Denn zu Beginn war alles nur ein Spaß unter Freunden. Ihren Ursprung hat die Bielefeld-Verschwörung dabei nicht in Bielefeld, sondern in Kiel. Auf einer Studentenparty 1993 entfuhr einem der anwesenden Gäste ein ironisches „Das gibt’s doch gar nicht!“, nachdem ein Gast meinte, er stamme aus Bielefeld. Aus dieser zufälligen Begegnung entstand die Verschwörungstheorie um die Nicht-Existenz der Stadt Bielefeld. Kurze Zeit später, im Mai 1994, schrieb der damalige Informatikstudent Achim Held, der ebenfalls Gast auf der Party war, einen Text zur Bielefeld-Verschwörung und stellte diesen ins Internet. In einem Interview im Jahr 2014 mit Spiegel Online[1] berichtete er, dass es lediglich seine Absicht war, sich über Verschwörungstheorien lustig zu machen, die schon damals überwiegend über das Internet verbreitet wurden. Bielefeld wurde dadurch schnell überregional bekannt, sodass die Stadt selbst die Verschwörungstheorie zu Marketingzwecken nutzte. Zuletzt rief die Stadt ein Preisgeld von einer Million Euro für denjenigen aus, der wissenschaftlich belegen könne, dass es die Stadt nicht gäbe – bis heute gelang niemandem der Nachweis.

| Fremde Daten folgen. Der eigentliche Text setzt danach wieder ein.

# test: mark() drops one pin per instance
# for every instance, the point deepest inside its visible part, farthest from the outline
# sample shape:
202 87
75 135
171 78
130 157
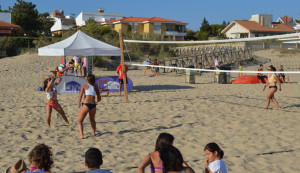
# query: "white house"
62 24
98 16
5 17
258 25
289 22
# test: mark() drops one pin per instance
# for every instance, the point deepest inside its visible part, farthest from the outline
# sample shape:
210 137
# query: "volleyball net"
249 53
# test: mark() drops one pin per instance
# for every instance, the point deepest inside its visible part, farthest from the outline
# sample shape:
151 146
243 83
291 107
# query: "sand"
253 139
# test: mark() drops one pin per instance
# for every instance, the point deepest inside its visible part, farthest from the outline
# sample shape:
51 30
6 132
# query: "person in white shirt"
93 161
213 161
77 63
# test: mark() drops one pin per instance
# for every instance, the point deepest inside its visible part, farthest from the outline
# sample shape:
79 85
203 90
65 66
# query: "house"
258 25
98 16
5 17
57 14
61 22
167 28
6 26
289 22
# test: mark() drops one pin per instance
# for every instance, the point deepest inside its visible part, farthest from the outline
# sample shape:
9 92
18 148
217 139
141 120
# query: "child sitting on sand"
173 161
40 159
213 161
52 102
93 161
282 76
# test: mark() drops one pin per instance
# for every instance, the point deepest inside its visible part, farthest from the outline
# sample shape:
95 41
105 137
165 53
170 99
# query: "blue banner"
113 84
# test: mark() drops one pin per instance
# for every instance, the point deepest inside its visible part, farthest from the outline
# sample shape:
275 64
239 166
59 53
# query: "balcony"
175 33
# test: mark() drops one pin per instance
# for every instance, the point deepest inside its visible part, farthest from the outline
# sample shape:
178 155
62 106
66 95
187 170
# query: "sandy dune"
253 139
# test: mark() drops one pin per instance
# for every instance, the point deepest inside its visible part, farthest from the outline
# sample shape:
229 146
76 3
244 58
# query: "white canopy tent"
79 44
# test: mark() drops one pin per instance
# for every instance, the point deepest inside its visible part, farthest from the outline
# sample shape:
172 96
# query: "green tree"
224 23
25 15
205 27
190 35
103 33
45 24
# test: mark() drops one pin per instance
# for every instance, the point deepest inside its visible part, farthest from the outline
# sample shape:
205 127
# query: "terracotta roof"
286 20
254 26
143 19
5 25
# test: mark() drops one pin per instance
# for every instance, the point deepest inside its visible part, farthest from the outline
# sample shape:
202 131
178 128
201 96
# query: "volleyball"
61 68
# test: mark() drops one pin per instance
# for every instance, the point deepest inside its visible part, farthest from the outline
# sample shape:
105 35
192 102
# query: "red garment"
120 71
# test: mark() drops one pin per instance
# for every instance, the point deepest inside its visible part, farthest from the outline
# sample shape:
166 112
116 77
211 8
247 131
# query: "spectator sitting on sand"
282 76
164 140
260 76
18 167
213 161
40 159
93 161
173 161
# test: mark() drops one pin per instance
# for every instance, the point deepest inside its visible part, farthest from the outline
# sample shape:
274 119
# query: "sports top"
52 94
90 91
272 78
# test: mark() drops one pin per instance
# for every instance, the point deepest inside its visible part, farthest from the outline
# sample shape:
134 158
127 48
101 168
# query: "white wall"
235 30
268 18
98 17
5 16
57 25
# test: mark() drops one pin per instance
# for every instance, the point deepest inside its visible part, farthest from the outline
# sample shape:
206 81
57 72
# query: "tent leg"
38 71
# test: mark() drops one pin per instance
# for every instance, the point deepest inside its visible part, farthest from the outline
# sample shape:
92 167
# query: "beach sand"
254 139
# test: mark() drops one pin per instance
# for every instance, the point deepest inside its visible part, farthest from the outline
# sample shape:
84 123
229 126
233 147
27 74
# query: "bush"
13 45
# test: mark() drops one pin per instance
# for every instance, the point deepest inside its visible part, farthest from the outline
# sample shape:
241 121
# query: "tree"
202 35
190 35
205 27
45 24
25 15
224 23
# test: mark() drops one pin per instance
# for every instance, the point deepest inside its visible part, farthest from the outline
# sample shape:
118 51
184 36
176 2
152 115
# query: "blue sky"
189 11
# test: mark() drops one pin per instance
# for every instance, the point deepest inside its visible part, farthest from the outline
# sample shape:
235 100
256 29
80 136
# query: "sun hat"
17 167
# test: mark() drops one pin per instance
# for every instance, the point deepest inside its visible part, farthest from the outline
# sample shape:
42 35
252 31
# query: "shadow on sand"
159 87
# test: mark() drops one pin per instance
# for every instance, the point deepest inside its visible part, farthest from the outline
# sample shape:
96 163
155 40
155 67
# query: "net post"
123 66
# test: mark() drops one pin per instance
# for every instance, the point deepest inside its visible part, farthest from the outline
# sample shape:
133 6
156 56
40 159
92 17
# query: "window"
136 27
168 27
156 27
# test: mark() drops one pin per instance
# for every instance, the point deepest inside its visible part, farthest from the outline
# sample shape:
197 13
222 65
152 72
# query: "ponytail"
213 147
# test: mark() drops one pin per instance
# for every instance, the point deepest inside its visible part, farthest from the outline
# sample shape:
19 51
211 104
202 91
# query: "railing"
176 33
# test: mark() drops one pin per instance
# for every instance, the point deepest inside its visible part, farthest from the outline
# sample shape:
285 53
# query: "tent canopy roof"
79 44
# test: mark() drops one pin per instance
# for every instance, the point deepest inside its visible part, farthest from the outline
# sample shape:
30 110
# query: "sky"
189 11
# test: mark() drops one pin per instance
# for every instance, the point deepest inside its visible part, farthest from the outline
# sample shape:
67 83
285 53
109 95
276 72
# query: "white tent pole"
38 71
127 50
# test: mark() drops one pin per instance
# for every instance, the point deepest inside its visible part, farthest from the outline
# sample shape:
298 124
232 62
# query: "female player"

Doch wie konnte es überhaupt so weit kommen, dass sich diese Verschwörungstheorie so rasant verbreitete, obwohl der Beweis gegen sie so leicht zu erbringen ist? Zu einer Verschwörungstheorie gehört es, Umstände, die eigentlich gegen die Verschwörung sprechen, so zu erklären, dass sie doch zur Theorie passen. Achim Held erklärte beispielsweise die Existenz von Autos mit Bielefelder Kennzeichen damit, dass diese nur zur Tarnung quer durch Deutschland geschickt werden, initiiert wahlweise von der CIA oder Außerirdischen. So zeigt die Bielefeld-Verschwörung – auch wenn sie nur als Satire gedacht war – eindrucksvoll, wie Verschwörungstheorien funktionieren. Achim Held stellte auf Nachfrage immer klar, dass es sich um Satire handelt. Dennoch gab es immer wieder vereinzelt Menschen, die fest davon überzeugt waren, Bielefeld gebe es nicht. Die Verschwörungstheorie verselbständigte sich und entwickelte eine Dynamik, die Achim Held nie beabsichtigt hatte.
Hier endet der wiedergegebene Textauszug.